Он плюнул мне под ноги,густая, желтая слюна угодила прямо на мою босую ступню. Потом развернулся и, бормоча что-то невнятное, пошатываясь, вышел, хлопнув дверью с такой силой, что стены снова содрогнулись.
Я стояла, вся дрожа от выброса адреналина, сжав кулаки так, что ногти впились в ладони до крови. Девушка на кровати смотрела на меня сквозь пальцы, и в ее взгляде читался не только ужас, но и какое-то странное, неприличное восхищение.

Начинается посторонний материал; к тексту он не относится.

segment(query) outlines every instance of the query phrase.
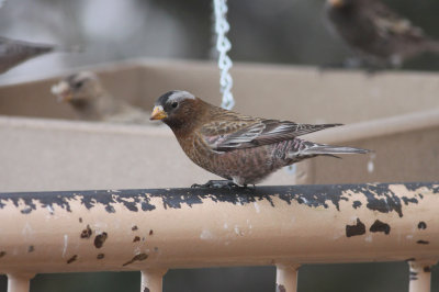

А я понимала лишь одно. Ад повсюду один и тот же. Меняются лишь декорации и личины мучителей.
---
Тот вечер стал точкой невозврата. Душная, пропитанная страхом и перегаром атмосфера этой конуры была до боли знакомым адом, и я не могла, не была готова погрузиться в него снова. Я видела, как смотрела на меня та девушка — моя новая «сестра». В ее глазах читался тот же затаенный, парализующий ужас, что когда-то был в моих собственных. Но на смену моему старому, глухому отчаянию пришло нечто иное — холодная, ясная, как осколок стекла, решимость. Я не могла остаться здесь. Не могла снова позволить этому болоту засосать себя, даже в другом обличье.
На фоне относительного спокойствия я заметила перемены в своей внешности. Они не были разительными — я узнавала своё лицо, — но оказались весьма значительными. Вместо волос, испорченных бесконечными окрашиваниями, теперь ниспадали длинные и здоровые каштановые пряди. Исчезли все татуировки и пирсинг. Моя внешность словно подстроилась под идеал «девушки XIX века». Смотреть на такое преображение было странно. Но ещё страннее оказалась моя собственная реакция — я приняла это с поразительной лёгкостью. Видимо, это была заслуга того ангела, или как бы его ни называть, но факт налицо: я смирилась безропотно.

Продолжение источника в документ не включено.